Forum für Wissenschaft, Industrie und Wirtschaft

Hauptsponsoren:     3M 
Datenbankrecherche:

 

Mehr Komfort und Sicherheit für Rollstuhlfahrer

03.06.2013
Mit modernen Kommunikationshilfen können E-Rollstuhlfahrer selbstständig PC und Handy bedienen, durchs Gelände navigieren und sich die Batteriekapazität anzeigen lassen. Ein neues Modul verwandelt die Elektro-Mobile in Kommunikationszentralen.

SMS verfassen, E-Mails schreiben, durchs Internet surfen, telefonieren – all dies ist für Menschen mit Handicap eine echte Herausforderung. Das gilt umso mehr für Rollstuhlfahrer mit eingeschränkter Handmotorik oder für Schwerbehinderte.


Mit Hilfe des Zusatzmoduls des AST verbindet sich der Rollstuhl per Bluetooth mit Smartphone, PC, TV oder der Spielkonsole.

Um elektronische Geräte problemlos bedienen zu können, sind die Betroffenen auf eine Kommunikationshilfe angewiesen. Eine solche haben Forscher vom Fraunhofer-Institutsteil Angewandte Systemtechnik AST im Auftrag des Medtech-Unternehmens und langjährigen Industriepartners Otto Bock Mobility Solutions GmbH entwickelt.

Dabei handelt es sich um ein Zusatzmodul, das die Funktionalität von E-Rollstühlen erweitert, indem es die vorhandene Rollstuhlsteuerung wie Joystick oder Kinnsteuerung per Bluetooth mit Handy, PC, TV, Spielekonsole und Co. verbindet. Schnittstelle für die Datenübertragung ist der CAN-Bus des Rollstuhls, wo alle Rollstuhldaten zusammenlaufen. »Mit dem Modul kann man alle Mausfunktionen – etwa auf dem Notebook oder dem Smartphone – ausführen und so beispielsweise E-Mails abrufen, sich durchs Internet klicken oder bei Notfällen Nachrichten verschicken. Unterstützt werden alle USB-fähigen Geräte«, sagt Prof. Dr. Andreas Wenzel, Gruppenleiter »Eingebettete Systeme« am AST in Ilmenau.

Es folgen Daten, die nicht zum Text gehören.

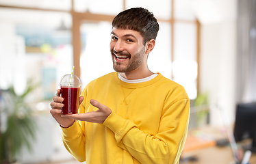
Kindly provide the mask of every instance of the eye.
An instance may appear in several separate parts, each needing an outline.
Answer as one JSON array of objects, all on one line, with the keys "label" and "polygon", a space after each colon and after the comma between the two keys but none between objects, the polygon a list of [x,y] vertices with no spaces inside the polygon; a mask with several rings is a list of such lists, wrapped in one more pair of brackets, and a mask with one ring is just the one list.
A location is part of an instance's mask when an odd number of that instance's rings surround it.
[{"label": "eye", "polygon": [[130,40],[130,39],[127,39],[127,41],[128,42],[133,42],[133,40]]},{"label": "eye", "polygon": [[111,39],[112,39],[112,40],[118,40],[118,38],[117,38],[116,36],[112,36],[112,37],[111,37]]}]

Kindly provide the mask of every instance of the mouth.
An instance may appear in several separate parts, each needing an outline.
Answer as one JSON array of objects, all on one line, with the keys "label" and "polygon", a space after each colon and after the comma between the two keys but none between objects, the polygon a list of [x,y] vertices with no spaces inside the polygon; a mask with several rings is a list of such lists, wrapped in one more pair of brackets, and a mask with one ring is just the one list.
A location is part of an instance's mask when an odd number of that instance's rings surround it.
[{"label": "mouth", "polygon": [[115,61],[117,62],[124,62],[129,58],[129,55],[124,54],[118,54],[116,52],[112,52],[112,55],[114,57]]}]

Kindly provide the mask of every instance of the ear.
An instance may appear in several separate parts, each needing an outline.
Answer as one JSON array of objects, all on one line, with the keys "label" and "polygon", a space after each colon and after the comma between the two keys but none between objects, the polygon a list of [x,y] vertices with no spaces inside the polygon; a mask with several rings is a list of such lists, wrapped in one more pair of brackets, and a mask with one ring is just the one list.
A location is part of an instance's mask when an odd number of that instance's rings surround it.
[{"label": "ear", "polygon": [[151,39],[146,43],[146,54],[149,54],[154,49],[155,44],[155,40]]}]

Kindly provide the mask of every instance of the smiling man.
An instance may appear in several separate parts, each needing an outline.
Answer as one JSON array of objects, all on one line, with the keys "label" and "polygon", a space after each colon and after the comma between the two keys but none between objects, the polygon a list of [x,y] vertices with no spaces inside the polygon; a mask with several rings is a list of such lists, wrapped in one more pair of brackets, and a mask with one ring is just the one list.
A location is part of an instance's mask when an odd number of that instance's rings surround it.
[{"label": "smiling man", "polygon": [[60,90],[53,98],[51,113],[60,124],[66,148],[77,161],[179,163],[190,101],[182,86],[147,66],[158,30],[156,18],[146,9],[120,12],[110,33],[116,72],[86,87],[78,114],[62,115]]}]

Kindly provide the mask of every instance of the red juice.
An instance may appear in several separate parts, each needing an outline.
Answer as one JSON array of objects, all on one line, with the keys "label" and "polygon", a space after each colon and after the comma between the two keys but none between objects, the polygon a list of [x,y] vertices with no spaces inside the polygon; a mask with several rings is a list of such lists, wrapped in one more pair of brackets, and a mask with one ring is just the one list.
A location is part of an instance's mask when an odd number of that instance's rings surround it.
[{"label": "red juice", "polygon": [[60,87],[61,96],[64,98],[62,104],[63,114],[76,114],[79,107],[80,87]]}]

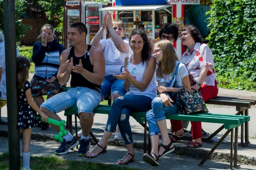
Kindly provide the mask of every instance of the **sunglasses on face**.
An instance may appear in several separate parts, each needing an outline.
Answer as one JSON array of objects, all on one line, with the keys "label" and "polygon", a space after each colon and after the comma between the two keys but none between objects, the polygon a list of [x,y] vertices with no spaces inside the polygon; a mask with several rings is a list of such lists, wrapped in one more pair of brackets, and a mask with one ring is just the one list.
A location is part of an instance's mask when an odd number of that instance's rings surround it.
[{"label": "sunglasses on face", "polygon": [[162,35],[162,39],[165,39],[167,38],[168,40],[171,40],[173,38],[173,36],[165,36],[164,35]]},{"label": "sunglasses on face", "polygon": [[153,51],[153,53],[155,54],[155,53],[158,53],[158,51],[160,50],[162,50],[162,48],[161,49],[157,49],[157,50],[155,50],[155,51]]}]

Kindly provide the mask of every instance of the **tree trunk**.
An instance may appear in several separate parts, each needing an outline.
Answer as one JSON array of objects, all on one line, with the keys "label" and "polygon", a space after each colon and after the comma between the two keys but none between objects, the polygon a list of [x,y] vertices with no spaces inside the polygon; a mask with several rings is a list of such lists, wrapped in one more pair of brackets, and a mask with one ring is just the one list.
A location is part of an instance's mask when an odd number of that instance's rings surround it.
[{"label": "tree trunk", "polygon": [[38,41],[38,2],[36,2],[36,42]]}]

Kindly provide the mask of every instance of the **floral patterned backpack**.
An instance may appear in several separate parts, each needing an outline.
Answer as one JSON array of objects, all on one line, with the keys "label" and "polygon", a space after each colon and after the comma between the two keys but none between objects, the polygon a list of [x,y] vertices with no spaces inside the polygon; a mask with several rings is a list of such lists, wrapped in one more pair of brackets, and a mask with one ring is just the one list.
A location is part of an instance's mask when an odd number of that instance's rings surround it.
[{"label": "floral patterned backpack", "polygon": [[188,115],[196,113],[207,113],[209,112],[203,101],[201,92],[194,89],[195,91],[189,92],[185,88],[177,91],[181,103],[181,113],[183,115]]}]

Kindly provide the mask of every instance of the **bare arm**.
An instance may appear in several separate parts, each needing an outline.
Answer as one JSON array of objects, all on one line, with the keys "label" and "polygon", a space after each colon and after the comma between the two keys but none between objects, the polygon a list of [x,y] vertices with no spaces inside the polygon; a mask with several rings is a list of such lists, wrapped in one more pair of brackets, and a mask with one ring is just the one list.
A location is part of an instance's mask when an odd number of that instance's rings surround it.
[{"label": "bare arm", "polygon": [[0,81],[2,79],[2,67],[0,67]]},{"label": "bare arm", "polygon": [[119,76],[115,75],[114,77],[118,79],[126,79],[141,91],[144,91],[152,79],[156,67],[156,59],[155,57],[151,55],[148,60],[147,64],[141,82],[134,79],[126,69],[126,71],[122,72],[121,75]]},{"label": "bare arm", "polygon": [[106,28],[106,19],[108,16],[108,14],[106,14],[104,17],[103,18],[103,23],[102,23],[102,26],[101,29],[99,30],[96,35],[93,37],[92,41],[91,42],[91,45],[94,47],[97,47],[100,50],[102,50],[102,45],[99,43],[101,38],[103,35],[104,30]]},{"label": "bare arm", "polygon": [[[200,84],[202,84],[203,83],[203,81],[205,80],[205,77],[206,77],[206,75],[207,74],[207,72],[208,72],[209,67],[210,65],[207,65],[201,68],[201,72],[200,72],[200,74],[199,74],[199,77],[197,80],[197,82],[200,83]],[[191,88],[195,89],[196,90],[198,90],[199,89],[200,87],[198,86],[198,85],[195,84],[194,85],[192,86]]]},{"label": "bare arm", "polygon": [[93,72],[90,72],[84,68],[81,60],[79,65],[76,65],[73,67],[72,71],[80,74],[92,83],[100,85],[103,82],[105,76],[105,57],[101,51],[94,48],[90,55],[93,56]]},{"label": "bare arm", "polygon": [[[129,58],[129,56],[126,57],[125,59],[124,59],[124,68],[126,68],[127,67],[127,65],[128,65],[128,58]],[[126,79],[124,81],[124,82],[123,83],[123,87],[124,89],[127,91],[130,91],[130,83],[127,79]]]},{"label": "bare arm", "polygon": [[[107,25],[109,31],[114,29],[112,23],[111,13],[110,12],[109,14],[108,18],[107,18]],[[118,29],[118,28],[117,28],[116,29]],[[125,30],[123,30],[123,31],[125,31]],[[128,53],[130,50],[129,49],[129,45],[125,43],[121,37],[118,35],[117,33],[116,33],[116,31],[110,31],[109,34],[111,36],[111,38],[114,42],[114,44],[115,44],[115,45],[118,50],[122,53]]]},{"label": "bare arm", "polygon": [[31,94],[31,89],[29,89],[27,90],[27,91],[26,91],[25,94],[28,103],[30,107],[42,117],[42,120],[43,121],[43,120],[45,120],[45,122],[48,120],[48,117],[45,115],[44,113],[41,111],[40,109],[37,106],[36,103],[33,100],[32,94]]},{"label": "bare arm", "polygon": [[71,57],[70,61],[69,60],[67,60],[70,51],[70,49],[64,50],[61,53],[60,57],[60,68],[57,75],[57,78],[59,81],[59,83],[62,86],[68,81],[72,71],[73,58]]}]

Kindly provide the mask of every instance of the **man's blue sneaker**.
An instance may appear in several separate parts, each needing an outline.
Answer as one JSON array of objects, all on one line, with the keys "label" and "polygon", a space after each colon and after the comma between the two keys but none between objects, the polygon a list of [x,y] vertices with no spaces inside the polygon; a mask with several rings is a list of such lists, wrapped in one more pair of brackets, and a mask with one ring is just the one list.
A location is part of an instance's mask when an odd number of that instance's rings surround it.
[{"label": "man's blue sneaker", "polygon": [[68,153],[70,150],[78,145],[78,144],[79,144],[79,142],[74,136],[71,141],[66,141],[66,140],[63,139],[60,146],[55,151],[55,154],[65,155]]},{"label": "man's blue sneaker", "polygon": [[81,139],[80,141],[80,147],[78,149],[77,155],[80,156],[82,156],[89,150],[91,146],[91,142],[89,139]]}]

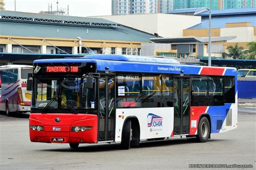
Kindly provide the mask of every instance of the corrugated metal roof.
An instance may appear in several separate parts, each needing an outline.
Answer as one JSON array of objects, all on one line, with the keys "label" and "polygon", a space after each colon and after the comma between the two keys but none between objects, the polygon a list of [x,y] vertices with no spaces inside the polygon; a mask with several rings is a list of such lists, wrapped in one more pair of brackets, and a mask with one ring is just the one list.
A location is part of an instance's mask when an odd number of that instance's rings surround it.
[{"label": "corrugated metal roof", "polygon": [[91,28],[3,22],[0,24],[2,35],[134,42],[150,42],[150,38],[155,37],[124,26]]},{"label": "corrugated metal roof", "polygon": [[171,11],[168,13],[190,13],[190,12],[196,12],[199,11],[207,10],[206,8],[187,8],[187,9],[176,9],[173,11]]},{"label": "corrugated metal roof", "polygon": [[[251,23],[252,26],[256,26],[256,15],[216,16],[212,18],[212,28],[225,28],[226,23]],[[200,24],[190,27],[187,29],[207,29],[209,27],[208,18],[203,19]]]},{"label": "corrugated metal roof", "polygon": [[62,20],[66,21],[93,22],[104,24],[117,24],[112,21],[102,18],[95,18],[90,17],[74,17],[64,15],[57,15],[51,14],[42,14],[30,12],[17,12],[11,11],[0,10],[0,16],[22,17],[26,18],[36,18],[52,20]]},{"label": "corrugated metal roof", "polygon": [[[256,13],[256,8],[229,9],[224,10],[212,10],[212,16],[241,15]],[[205,11],[198,13],[196,15],[201,16],[207,16],[209,15],[209,11]]]}]

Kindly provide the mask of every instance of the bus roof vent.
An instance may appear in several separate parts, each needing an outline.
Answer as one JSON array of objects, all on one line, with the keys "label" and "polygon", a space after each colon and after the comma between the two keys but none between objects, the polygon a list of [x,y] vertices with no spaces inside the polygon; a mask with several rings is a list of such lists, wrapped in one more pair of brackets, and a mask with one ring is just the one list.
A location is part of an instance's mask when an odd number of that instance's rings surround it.
[{"label": "bus roof vent", "polygon": [[174,59],[154,57],[153,56],[145,57],[133,55],[96,55],[85,56],[84,57],[84,58],[105,60],[180,64],[180,63],[178,60]]}]

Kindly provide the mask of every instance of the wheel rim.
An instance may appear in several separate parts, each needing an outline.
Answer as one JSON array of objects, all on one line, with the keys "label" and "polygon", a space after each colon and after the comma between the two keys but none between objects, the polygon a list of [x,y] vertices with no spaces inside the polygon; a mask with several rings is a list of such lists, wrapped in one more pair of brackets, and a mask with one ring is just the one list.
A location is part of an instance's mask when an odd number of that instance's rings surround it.
[{"label": "wheel rim", "polygon": [[206,123],[203,122],[201,125],[201,134],[203,137],[205,138],[207,137],[208,133],[208,126]]}]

Smartphone-App berechnet Reichweite

Das Modul ist zu vielen E-Rollstühlen der Firma Otto Bock kompatibel. Es hat die Form eines Kästchens und lässt sich mit einer Größe von 85 x 65 x 32 Millimetern unauffällig am Rollstuhl befestigen. Die Box umfasst sowohl die Hardware in Form einer Leiterplatine als auch die Software und verfügt über zwei Bluetoothschnittstellen. »Das System ermöglicht nicht nur die Interaktion mit Elektronikgeräten. Vielmehr lässt es sich auch zum Transfer von Rollstuhldaten wie beispielsweise Batteriekapazität, Motorenströme oder Fehler im Antriebssystem an ein Smartphone nutzen«, erläutert Wenzel den Nutzen der zweiten Bluetoothschnittstelle. Eine eigens entwickelte Smartphone-App liest die Daten aus und verarbeitet sie weiter.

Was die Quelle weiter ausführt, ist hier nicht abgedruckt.